All About Suspense: Damian McCarthy on Oddity | Interviews

En ce qui concerne le mannequin, il est assis à la table principale pendant une grande partie de « Oddity », mais vous trouvez des moyens de créer ce sentiment d’une énergie étrange qui émane de lui. Il y a quelque chose d’effrayant et de puissant dans le mannequin, et je suis curieux de savoir ce que vous attendiez de son apparence et de son positionnement dans « Oddity ».

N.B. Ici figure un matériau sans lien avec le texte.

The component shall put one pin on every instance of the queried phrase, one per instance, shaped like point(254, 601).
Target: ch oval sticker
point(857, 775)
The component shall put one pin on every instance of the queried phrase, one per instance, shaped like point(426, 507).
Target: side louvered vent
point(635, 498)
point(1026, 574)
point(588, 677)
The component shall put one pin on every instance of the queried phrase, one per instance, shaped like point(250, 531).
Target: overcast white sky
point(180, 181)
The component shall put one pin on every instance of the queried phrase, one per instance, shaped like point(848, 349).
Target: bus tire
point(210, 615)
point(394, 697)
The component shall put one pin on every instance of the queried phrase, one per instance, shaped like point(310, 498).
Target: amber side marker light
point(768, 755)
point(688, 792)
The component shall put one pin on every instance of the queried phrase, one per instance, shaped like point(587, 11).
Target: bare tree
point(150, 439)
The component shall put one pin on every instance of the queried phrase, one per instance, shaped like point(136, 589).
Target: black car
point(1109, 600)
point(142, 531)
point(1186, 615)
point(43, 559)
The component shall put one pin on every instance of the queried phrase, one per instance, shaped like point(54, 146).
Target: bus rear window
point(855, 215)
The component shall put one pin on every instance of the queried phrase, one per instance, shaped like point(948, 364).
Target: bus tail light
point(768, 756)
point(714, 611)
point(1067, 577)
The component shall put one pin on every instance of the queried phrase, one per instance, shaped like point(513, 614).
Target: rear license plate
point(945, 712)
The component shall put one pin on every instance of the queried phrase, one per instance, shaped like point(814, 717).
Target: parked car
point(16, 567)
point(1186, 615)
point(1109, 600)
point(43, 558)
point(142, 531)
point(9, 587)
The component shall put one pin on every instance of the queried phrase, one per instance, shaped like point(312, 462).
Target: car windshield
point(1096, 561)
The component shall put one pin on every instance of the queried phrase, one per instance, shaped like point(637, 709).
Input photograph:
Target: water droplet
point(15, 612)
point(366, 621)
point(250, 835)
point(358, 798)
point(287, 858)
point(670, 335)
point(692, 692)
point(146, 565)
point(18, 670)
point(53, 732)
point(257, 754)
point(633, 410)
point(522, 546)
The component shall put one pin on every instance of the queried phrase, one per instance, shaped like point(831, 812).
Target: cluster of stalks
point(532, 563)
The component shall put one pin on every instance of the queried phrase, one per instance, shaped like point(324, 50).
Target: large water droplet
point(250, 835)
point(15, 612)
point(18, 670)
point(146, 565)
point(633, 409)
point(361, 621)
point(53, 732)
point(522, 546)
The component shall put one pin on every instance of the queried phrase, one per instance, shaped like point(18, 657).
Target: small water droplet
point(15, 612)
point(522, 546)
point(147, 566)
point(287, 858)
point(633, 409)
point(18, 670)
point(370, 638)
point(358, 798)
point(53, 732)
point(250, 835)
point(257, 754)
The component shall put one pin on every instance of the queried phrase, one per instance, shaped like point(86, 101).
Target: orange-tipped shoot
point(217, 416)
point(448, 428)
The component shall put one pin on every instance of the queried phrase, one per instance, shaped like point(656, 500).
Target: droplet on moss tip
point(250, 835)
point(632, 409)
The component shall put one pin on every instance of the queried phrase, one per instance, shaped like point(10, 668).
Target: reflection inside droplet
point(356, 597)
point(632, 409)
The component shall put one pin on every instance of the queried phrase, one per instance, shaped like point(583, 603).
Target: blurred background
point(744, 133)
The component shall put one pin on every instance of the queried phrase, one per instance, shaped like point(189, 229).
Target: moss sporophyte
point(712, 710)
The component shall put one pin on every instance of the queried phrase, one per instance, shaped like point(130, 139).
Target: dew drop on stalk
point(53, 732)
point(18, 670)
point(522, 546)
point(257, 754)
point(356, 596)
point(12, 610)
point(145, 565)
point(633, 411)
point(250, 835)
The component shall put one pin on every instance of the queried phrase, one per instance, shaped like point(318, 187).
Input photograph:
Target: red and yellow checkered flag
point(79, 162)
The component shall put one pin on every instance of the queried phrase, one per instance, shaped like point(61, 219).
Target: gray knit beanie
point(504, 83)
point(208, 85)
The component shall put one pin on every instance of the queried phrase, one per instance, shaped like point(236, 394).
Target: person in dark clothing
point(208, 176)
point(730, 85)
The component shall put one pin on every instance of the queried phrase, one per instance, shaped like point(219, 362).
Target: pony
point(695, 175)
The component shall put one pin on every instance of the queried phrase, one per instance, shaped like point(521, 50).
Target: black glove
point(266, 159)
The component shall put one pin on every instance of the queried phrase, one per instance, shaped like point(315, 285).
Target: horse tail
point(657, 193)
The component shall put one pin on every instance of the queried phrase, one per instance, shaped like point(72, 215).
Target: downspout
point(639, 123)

Nous essayions de provoquer le public en lui faisant croire que quelque chose allait se passer. Comme je savais qu'il allait rester assis à la table pendant une grande partie du film, que quelque chose se produise ou non au troisième acte, je savais qu'il serait toujours au centre de l'attention. D'autres personnages se déplaceraient autour de lui, d'autres séquences d'horreur se produiraient et effrayeraient les gens, et cet homme en bois serait toujours assis là, semblant faire très peu de choses mais semblant néanmoins dérangeant.
C'est le défi que je me suis lancé : pourrais-je placer quelque chose de visuellement déplacé au milieu de cette pièce et laisser le film se dérouler autour ? Même les personnages se fatigueraient un peu de le regarder, car il ne fait rien. Nous avons tourné des scènes où sa tête bouge de gauche à droite, comme on le voit avec les poupées possédées dans les films d'horreur, mais la tentation était plus grande de le laisser assis là comme pièce maîtresse. Il est conçu de cette façon, pour avoir l'air aussi douloureux et torturé que possible.
Entre « Caveat » et « Oddity », vos films se distinguent également par une conception sonore riche et immersive. Que pouvez-vous me dire de votre approche de ce métier et de ce qu’il a fallu pour concevoir le son de ce film, en particulier avec toute l’atmosphère de craquements et de gémissements de la maison ?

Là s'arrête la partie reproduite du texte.